Let's talk about Seller Disclosures and what is required during real estate transactions. What does it mean to 'disclose' in real estate transactions? Here in California, it means that a Seller must share any and all pertinent information that might be considered a 'material fact'. If any information that a Seller has about a property could be construed to affect the value of what a Buyer might pay for that property, this is what is known as a 'material fact.'
The way we approach disclosure information here is that if you have to ask me whether or not you should disclose something, the answer to that is almost always going to be a resounding "YES! - Yes, you should disclose that."
This is vital to ensure that you are safe from allegations that you failed to disclose pertinent facts - both during the transaction and after the sale closes. You don't ever want to be accused of omitting any material information.
Here in California, we have standard disclosure forms that are used for every residential property transaction. Using these standard disclosure forms actually provides a safety net
and checklist, not only for the buyer but also for the seller.
I highly suggest going over and completing these forms with the help of your listing agent;
and you should do it as part of your preparation phase, before the listing goes into the MLS
and before any buyers see the home. Here in the Bay Area, it's standard operating procedure for Buyers to review the disclosures prior to making an offer, this helps to ensure that the buyer doesn’t back out due to things that they should have already been made aware of.
I am happy to say that after selling hundreds of homes in the past two decades, I have never had a lawsuit, in fact, I've held risk management positions at multiple top brokerages and I've dealt with lots of complex disclosure situations.
When you are a Seller who is selling a property that has ever been repaired, replaced, modified, added to, fixed or changed - in any way - all of this needs to be disclosed. So if you’ve painted the walls, cleaned or changed the carpets, added new lighting or fixed the water heater - you need to disclose it.

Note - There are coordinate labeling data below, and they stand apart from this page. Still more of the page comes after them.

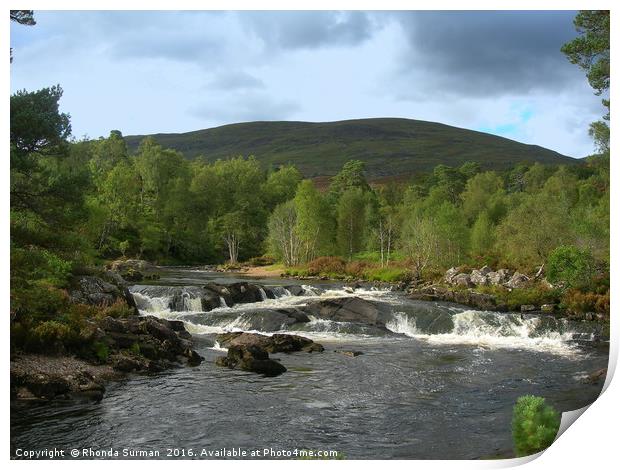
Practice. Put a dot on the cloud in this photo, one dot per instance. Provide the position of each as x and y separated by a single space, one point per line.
245 107
166 71
235 80
488 53
309 29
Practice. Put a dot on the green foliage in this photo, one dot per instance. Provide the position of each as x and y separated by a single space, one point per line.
570 265
387 146
101 350
577 302
326 265
590 51
351 221
387 274
534 425
52 337
513 299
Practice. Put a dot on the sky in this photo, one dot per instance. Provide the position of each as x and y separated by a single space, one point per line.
144 72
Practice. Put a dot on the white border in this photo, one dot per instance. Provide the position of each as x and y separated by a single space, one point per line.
590 443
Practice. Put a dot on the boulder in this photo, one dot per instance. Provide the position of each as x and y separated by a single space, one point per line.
596 377
517 281
273 344
485 270
272 320
463 280
92 290
473 299
295 290
348 352
499 277
251 358
479 278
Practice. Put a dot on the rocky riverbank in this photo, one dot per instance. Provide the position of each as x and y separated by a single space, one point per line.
113 340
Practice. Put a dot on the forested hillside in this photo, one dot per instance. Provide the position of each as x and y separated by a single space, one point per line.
388 147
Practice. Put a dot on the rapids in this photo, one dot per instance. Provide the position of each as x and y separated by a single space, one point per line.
434 381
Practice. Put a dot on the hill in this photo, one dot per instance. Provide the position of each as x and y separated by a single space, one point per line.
389 146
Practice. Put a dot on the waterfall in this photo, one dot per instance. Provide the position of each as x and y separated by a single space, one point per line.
491 329
263 294
279 291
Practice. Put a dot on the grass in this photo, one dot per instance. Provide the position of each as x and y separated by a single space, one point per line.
535 295
336 268
390 147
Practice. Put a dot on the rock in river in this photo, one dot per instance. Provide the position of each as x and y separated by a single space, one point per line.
274 344
350 309
251 358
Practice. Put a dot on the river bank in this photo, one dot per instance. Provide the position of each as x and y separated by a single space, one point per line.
397 377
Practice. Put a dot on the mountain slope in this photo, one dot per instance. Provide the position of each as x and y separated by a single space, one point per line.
389 146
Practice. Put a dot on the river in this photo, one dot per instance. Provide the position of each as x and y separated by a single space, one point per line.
440 382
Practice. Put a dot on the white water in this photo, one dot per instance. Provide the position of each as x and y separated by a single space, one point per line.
508 331
482 329
263 294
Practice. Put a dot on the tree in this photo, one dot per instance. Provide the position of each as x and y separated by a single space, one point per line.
535 226
315 226
42 181
420 242
281 185
482 235
590 51
480 191
351 212
352 175
24 17
570 265
283 233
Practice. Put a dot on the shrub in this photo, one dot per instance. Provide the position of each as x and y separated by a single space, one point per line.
570 265
513 299
52 337
326 265
101 350
357 268
261 261
388 274
576 301
38 302
534 425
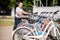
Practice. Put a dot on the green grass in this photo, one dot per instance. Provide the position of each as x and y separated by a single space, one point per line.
4 22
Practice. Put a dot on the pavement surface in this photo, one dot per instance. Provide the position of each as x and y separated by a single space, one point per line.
6 33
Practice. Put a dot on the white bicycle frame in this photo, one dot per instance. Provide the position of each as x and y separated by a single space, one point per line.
43 35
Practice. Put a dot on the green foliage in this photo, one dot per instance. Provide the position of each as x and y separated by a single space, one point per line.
54 2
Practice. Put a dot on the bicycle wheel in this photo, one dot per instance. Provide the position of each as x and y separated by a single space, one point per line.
20 32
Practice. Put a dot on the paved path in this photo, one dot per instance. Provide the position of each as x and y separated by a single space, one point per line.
5 33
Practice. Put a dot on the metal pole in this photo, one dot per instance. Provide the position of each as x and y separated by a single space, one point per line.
46 3
53 2
34 2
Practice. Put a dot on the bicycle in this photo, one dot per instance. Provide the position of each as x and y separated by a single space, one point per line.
30 34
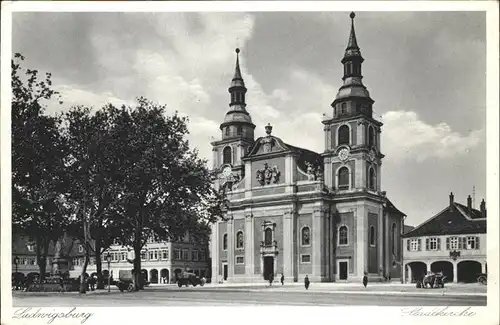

Over disclosure is better than under disclosure and over disclosure will keep you out of the court room. Over disclosure also helps to make the Buyer more comfortable with what they are getting. You want the buyer to know anything and everything that YOU know about the home, the area, etc - anything that could have a negative impact on the desirability or price of the home needs to be shared.
When you disclose properly, you don’t have to worry about the Buyer coming back to you later and telling you they want to go to court or want to try to extract more money out of you.
Obviously you can only disclose what you know about. If there are issues with the property that you don’t know about then in order to win any court claims against you, the buyer would have to prove that you DID know and that you kept that information from them intentionally.
So disclose, disclose, disclose - it's better to be safe than sorry.